Stöckli Hans · Ständerat · 2021-09-28
Stöckli Hans · Ständerat · Bern · Sozialdemokratische Fraktion · 2021-09-28
Wortprotokoll
Zuerst möchte ich der Frau Bundesrätin danken, dass sie dieses Geschäft jetzt wieder in die Räte bringt und so die Beschlüsse, die wir vor zwei Jahren gefasst haben, auch umsetzt.

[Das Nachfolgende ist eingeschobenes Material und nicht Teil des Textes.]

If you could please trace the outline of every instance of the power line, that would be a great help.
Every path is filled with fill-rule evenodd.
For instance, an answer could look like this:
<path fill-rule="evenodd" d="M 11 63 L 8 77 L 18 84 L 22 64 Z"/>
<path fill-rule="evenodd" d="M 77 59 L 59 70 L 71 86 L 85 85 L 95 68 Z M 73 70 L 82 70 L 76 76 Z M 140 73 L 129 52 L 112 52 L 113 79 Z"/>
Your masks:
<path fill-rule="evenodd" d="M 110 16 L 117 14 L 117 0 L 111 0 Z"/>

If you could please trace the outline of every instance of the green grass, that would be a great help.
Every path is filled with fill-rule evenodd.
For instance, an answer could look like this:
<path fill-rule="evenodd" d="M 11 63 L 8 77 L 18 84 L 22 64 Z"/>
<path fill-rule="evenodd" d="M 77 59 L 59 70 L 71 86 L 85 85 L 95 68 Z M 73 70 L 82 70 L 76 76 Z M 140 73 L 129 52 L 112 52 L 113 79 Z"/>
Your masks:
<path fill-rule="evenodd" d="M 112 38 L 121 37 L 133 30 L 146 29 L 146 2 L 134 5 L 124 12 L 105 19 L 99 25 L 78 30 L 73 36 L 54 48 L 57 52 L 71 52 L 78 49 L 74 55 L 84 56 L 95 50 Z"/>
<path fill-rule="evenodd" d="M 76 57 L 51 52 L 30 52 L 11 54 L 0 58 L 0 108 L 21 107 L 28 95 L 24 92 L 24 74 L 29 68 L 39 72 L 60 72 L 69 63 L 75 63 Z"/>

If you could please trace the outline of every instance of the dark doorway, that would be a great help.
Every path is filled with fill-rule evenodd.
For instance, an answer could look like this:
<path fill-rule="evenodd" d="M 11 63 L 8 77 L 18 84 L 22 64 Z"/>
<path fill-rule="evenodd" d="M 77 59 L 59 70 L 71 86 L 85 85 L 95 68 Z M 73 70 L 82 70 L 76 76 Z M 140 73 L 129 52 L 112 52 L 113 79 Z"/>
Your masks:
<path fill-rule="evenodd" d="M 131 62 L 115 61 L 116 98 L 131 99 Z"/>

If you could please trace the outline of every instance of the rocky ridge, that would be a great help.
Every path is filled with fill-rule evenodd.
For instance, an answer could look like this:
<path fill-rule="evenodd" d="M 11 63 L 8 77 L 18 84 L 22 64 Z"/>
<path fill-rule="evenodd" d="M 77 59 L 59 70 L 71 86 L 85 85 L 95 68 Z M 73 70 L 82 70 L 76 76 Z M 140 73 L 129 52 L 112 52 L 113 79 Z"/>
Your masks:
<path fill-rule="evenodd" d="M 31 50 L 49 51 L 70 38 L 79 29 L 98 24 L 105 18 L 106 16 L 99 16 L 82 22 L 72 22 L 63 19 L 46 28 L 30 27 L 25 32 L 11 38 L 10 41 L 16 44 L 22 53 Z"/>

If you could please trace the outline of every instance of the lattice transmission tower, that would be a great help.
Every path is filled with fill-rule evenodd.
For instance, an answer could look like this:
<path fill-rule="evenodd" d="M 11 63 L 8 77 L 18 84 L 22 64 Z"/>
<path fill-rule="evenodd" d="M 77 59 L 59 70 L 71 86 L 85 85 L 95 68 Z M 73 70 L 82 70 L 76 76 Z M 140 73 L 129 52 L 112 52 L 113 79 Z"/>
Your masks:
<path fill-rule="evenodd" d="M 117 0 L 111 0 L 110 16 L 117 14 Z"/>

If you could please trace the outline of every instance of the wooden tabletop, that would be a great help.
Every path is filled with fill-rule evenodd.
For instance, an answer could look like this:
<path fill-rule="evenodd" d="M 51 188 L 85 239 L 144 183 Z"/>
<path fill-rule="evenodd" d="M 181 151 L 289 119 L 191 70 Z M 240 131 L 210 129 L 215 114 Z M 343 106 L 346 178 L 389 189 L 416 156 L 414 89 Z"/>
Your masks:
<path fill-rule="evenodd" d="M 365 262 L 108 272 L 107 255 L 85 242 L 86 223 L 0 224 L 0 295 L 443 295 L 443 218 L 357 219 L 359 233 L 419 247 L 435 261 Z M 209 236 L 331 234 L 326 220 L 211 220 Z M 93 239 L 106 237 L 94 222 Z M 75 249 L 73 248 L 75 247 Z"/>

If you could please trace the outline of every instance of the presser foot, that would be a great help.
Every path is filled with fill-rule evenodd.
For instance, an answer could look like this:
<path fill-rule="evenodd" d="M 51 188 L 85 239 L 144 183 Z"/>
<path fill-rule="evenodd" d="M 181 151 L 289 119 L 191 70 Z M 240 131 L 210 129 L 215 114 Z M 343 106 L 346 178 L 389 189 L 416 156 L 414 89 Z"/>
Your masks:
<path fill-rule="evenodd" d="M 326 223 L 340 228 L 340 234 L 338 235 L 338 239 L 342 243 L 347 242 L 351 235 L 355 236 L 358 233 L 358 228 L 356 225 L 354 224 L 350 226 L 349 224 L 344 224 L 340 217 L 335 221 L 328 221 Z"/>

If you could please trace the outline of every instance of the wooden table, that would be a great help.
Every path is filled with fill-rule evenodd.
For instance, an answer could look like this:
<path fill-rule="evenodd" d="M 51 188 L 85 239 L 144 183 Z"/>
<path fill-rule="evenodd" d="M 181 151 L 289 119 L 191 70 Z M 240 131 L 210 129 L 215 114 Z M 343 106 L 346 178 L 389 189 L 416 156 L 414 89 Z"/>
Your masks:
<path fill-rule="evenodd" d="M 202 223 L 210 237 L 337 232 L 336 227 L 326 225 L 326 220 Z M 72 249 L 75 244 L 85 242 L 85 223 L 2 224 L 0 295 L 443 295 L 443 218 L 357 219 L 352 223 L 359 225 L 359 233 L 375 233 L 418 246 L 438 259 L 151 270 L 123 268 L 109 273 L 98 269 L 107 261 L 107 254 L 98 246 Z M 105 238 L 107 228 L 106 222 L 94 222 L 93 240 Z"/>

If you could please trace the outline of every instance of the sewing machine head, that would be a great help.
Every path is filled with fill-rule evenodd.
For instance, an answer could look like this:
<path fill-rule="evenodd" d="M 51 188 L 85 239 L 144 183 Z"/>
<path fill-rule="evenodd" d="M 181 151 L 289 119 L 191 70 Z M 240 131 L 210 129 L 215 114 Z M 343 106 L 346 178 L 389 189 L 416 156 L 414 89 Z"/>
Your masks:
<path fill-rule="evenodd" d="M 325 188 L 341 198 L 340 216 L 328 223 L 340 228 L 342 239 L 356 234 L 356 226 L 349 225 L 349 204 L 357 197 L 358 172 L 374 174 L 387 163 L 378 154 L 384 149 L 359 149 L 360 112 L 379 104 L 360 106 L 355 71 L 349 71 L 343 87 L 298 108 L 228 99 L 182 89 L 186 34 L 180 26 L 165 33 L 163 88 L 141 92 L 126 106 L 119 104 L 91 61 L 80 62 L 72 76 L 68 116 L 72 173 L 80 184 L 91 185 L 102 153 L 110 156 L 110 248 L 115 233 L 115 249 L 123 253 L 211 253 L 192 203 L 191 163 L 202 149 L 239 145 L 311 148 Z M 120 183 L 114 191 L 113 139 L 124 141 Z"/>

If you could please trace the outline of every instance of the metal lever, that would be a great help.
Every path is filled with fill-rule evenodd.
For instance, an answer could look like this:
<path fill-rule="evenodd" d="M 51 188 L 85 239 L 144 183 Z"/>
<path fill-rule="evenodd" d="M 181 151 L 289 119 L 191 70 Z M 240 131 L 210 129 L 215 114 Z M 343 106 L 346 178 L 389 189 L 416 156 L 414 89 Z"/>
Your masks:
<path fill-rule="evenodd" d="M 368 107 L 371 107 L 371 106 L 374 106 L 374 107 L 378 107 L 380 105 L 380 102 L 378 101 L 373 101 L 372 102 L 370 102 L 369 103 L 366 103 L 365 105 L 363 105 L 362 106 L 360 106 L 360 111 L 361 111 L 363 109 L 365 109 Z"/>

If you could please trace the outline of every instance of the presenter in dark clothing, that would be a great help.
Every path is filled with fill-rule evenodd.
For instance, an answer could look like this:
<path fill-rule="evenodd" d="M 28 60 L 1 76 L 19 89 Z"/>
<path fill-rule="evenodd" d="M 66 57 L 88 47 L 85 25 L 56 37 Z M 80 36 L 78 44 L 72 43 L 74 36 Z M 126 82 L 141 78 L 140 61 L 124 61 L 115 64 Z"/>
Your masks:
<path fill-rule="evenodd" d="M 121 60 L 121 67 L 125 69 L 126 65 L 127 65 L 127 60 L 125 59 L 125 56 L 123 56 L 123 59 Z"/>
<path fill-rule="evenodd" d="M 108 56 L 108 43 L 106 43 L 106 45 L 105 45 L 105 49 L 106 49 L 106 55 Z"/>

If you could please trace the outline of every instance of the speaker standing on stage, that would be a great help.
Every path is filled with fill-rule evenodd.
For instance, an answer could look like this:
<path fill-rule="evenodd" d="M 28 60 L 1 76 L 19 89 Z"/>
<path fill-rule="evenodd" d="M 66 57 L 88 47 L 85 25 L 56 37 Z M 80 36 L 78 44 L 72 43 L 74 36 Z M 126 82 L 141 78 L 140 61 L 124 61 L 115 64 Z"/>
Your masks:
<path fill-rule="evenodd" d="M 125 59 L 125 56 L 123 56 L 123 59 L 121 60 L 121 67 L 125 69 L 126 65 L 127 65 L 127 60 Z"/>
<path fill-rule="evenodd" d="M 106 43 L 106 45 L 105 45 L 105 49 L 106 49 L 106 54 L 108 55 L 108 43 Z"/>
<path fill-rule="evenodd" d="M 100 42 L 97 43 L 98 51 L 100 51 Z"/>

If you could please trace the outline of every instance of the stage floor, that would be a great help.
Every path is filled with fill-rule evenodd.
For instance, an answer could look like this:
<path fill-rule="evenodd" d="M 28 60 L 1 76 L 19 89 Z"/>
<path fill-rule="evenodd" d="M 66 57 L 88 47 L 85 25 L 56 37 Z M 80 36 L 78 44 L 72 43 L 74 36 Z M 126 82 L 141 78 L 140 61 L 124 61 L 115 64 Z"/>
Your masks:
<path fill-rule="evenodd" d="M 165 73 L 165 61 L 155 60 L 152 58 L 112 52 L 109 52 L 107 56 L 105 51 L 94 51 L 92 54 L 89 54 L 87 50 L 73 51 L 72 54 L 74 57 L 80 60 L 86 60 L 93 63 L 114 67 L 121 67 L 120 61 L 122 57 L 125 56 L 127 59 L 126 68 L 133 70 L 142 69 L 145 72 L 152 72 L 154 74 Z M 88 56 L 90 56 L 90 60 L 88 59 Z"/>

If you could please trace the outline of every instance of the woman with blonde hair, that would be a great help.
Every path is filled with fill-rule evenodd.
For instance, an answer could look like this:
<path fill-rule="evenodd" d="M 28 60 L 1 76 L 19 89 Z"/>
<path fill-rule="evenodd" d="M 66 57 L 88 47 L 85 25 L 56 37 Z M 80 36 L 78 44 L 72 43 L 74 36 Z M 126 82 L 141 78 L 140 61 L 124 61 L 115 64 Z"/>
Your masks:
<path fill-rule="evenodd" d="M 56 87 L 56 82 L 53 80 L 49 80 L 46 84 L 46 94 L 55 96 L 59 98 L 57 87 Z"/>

Ich mag mich noch sehr gut erinnern, welche harten Auseinandersetzungen bei diesem Geschäft geboten wurden. Ich war zu diesem Zeitpunkt aktiv in der Kampagne zur Wiederwahl in den Ständerat und auch in Burgdorf und in Oberburg persönlich an solchen Diskussionen dabei. Ich hatte auch ein gewisses Verständnis für die Position der Gegner. Dementsprechend habe ich mich auch besonders vertieft mit diesem Geschäft auseinandergesetzt.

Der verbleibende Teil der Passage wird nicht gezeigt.